Alors, comment coexister avec ces animaux dont l’utilité est indéniable ? Ils ont tout autant que nous le droit de vivre dans cet environnement pris sur la nature et nous devrions leur savoir gré de ce qu’ils gèrent pour nous. En réalité, les solutions pour une coexistence harmonieuse sont disponibles et ont déjà été mises en œuvre. Le travail se fait sur l’environnement : en ville, une possibilité première est de bétonner les égouts lors de leur rénovation, de façon à diminuer les espaces disponibles pour les nids et donc globalement le nombre de rats. Mais cela n’est efficace qu’accompagné d’une gestion correcte de nos déchets : limiter la nourriture abandonnée sur la voie publique (donc éduquer voire verbaliser les « pollueurs »), utiliser des collecteurs de déchets hermétiques, organiser leur collecte en journée plutôt que le matin de façon à sortir les bacs le matin et non plus le soir, moment où les rats sont actifs et ont toute la nuit pour en trouver l’accès. Tout ceci diminue drastiquement leurs incursions. Quant au matériel électrique, des gaines anti-rongeurs protégeant les fils électriques sont disponibles dans tous les magasins de bricolage. Des possibilités de stérilisation des rats par produits contraceptifs sont également possibles.

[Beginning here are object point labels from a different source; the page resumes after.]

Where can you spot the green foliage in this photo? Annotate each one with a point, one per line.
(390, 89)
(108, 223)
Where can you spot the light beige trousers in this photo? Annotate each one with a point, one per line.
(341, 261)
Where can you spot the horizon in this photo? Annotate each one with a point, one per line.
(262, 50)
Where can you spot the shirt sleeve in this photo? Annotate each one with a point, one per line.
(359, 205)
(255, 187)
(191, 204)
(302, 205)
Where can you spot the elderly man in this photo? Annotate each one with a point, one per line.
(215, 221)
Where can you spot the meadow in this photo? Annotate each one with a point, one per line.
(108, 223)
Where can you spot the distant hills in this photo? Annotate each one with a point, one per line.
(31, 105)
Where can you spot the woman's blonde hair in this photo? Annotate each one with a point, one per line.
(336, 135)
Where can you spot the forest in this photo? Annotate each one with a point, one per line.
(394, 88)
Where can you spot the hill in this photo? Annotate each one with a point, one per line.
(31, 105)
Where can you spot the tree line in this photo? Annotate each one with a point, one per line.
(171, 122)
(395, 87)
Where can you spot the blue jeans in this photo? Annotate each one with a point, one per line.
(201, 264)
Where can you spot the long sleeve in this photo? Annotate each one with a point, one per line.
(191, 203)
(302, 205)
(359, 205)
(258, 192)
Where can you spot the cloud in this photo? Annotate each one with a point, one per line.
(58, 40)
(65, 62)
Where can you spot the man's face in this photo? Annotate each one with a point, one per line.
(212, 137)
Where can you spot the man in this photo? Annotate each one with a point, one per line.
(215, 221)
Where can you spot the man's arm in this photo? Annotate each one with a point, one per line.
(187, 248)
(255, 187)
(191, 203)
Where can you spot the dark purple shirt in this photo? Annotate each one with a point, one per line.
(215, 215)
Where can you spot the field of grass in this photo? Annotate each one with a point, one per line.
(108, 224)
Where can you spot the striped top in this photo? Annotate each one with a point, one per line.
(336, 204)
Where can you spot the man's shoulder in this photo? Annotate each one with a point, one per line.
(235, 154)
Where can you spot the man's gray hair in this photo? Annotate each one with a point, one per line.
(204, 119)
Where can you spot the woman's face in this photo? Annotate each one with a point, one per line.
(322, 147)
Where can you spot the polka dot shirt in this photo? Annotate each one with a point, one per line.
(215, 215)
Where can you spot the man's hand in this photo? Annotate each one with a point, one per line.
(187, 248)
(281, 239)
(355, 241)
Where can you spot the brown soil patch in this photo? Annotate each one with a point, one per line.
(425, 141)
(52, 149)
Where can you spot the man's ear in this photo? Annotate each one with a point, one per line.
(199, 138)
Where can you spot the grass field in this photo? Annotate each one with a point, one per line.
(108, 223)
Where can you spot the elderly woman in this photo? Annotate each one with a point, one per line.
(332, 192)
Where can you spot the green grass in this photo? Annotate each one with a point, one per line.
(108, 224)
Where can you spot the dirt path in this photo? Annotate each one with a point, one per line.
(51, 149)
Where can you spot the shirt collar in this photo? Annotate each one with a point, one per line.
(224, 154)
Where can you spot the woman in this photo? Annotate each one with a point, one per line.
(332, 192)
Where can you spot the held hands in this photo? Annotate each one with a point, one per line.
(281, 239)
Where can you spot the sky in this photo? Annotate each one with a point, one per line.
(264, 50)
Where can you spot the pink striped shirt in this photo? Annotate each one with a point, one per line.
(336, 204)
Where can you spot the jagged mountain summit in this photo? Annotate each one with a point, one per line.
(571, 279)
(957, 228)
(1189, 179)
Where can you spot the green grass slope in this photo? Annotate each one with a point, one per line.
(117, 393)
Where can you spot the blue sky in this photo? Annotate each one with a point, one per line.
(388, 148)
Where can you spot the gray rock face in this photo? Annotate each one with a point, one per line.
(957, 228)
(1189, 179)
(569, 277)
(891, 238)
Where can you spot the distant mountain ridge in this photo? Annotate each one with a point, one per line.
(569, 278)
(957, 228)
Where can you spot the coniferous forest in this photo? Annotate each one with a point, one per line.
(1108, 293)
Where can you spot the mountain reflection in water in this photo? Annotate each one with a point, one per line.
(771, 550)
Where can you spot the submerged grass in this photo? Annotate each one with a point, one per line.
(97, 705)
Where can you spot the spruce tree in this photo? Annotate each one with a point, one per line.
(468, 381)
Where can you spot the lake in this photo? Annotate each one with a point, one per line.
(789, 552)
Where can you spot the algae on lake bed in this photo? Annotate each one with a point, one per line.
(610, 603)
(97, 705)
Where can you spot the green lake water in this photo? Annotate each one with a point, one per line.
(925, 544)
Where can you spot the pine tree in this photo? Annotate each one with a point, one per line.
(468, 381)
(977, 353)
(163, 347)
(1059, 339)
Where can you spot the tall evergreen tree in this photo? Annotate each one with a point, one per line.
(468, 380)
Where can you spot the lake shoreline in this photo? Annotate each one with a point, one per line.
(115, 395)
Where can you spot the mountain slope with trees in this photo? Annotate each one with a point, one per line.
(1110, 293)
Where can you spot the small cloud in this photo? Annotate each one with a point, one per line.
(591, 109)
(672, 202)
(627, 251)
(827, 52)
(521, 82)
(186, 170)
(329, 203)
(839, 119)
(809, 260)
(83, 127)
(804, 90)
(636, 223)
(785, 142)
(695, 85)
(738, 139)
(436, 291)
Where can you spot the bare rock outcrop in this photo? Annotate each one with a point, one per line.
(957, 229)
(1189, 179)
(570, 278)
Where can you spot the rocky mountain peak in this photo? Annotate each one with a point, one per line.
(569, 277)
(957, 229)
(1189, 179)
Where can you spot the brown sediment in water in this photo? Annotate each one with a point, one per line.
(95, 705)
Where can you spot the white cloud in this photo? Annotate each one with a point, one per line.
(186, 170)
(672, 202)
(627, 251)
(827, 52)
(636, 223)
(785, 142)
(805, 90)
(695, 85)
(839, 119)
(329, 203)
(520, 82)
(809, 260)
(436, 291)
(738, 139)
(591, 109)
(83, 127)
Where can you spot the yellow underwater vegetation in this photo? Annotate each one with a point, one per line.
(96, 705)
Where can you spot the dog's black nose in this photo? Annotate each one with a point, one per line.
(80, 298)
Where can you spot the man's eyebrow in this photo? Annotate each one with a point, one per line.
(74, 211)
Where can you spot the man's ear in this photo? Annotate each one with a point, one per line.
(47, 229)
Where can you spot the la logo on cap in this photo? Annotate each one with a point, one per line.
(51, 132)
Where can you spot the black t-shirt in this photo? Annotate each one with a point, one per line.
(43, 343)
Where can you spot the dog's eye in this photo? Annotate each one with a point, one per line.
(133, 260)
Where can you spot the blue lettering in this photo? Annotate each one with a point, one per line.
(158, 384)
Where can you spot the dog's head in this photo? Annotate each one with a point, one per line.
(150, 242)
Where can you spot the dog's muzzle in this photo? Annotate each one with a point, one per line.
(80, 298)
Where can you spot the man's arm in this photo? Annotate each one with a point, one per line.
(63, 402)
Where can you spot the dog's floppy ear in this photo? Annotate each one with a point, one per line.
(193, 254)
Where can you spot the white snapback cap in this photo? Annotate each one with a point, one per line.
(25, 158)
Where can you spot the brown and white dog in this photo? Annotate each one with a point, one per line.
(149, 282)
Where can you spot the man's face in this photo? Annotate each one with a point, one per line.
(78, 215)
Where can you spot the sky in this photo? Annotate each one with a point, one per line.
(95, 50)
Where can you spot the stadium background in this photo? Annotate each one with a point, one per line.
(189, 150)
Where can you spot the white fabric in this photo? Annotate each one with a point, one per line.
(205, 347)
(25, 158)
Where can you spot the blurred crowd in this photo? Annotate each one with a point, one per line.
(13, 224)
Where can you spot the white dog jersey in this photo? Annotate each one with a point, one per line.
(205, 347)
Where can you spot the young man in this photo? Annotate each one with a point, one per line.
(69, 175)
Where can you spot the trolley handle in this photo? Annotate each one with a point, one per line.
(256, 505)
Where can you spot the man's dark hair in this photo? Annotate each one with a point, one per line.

En ce qui concerne le rat noir de nos campagnes, le risque de peste est à présent sous surveillance sanitaire mondiale, tout retour serait d’ailleurs plus lié au réchauffement climatique qu’aux rats. Le rat noir en bonne santé s’avère moins parasité, diminuant d’autant le risque éventuel. De plus, il est techniquement facile de l’empêcher de s’installer dans nos silos et greniers grâce aux matériaux résistant à ses dents dont nous disposons, sans oublier son prédateur naturel, le chat ! Tout est une affaire de volonté et d’argent, bien sûr.

Comme le dit Joëlle Zask dans Zoocities, il faut prendre ces animaux en considération lors de l’élaboration de nos villes et leur organisation : faire de la ville une cité multispéciste où la coexistence est rendue possible par le changement de nos comportements et l’écodesign n’est plus un objectif à long terme mais une priorité que les facteurs économiques ne doivent plus nous empêcher d’atteindre.